Code Review Request, JDK-8146600 AVA Normalizer.Form issue

Mon Sep 19 02:32:49 UTC 2016

On 9/19/2016 9:46 AM, Wang Weijun wrote:
> I am not sure of this change for several reasons:
>
> 1. I cannot find anywhere in RFC 2253 (or its new versions) mentioning normalizations. Do you know elsewhere?
>
Normalization is not a part of RFC 2253.  The spec is described in 
Unicode standards.
    http://www.unicode.org/reports/tr15/tr15-23.html

> 2. It's not obvious to say "Hello, world!" and "Hello， world!" should be different if NFKD thinks they are.
>
ASN.1 and RFC 2253 require UTF-8 encoding.  "Hello, world!" is encoded 
as "Hello%2C%20world%21".  "Hello， world!" is encoded as 
"Hello%EF%BC%8C%20world%21".   The encoded code should be different. 
When signing a certificate, "，" is not converted to ",",  I don't think 
it is fine to convert it while parsing the field.

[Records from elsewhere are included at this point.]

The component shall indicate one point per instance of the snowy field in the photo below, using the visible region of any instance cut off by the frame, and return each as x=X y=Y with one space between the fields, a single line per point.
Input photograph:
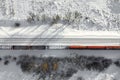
x=11 y=71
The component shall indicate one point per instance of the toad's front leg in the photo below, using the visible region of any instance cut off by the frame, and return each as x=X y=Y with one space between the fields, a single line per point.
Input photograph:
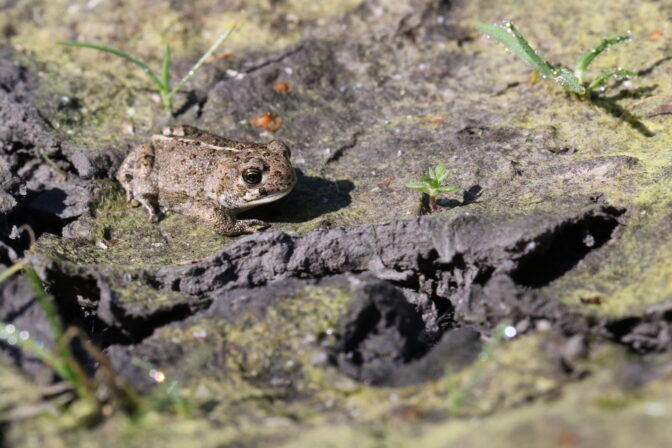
x=223 y=223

> 3. Why not NFC? Although I did't find normalization on X500 names in RFC 5280, I do see in several other cases NFV is used.
>
Actually, I'm not sure why normalization is required here.  So I don't 
want to update the code too much.  The previous form is NFKD.  If 
removing the "compatibility" impact part, the form is NFD, then.

What's the form of NFV?  Any typo?

> 4. Is it possible to perform normalization before escaping special characters?
>
Yes.  I though about this case.  The current fix comes from the fact 
that UTF-8 "Hello, world!" and "Hello， world!" should be different. 
Parsing them as the same thing may result in unexpected serious issues.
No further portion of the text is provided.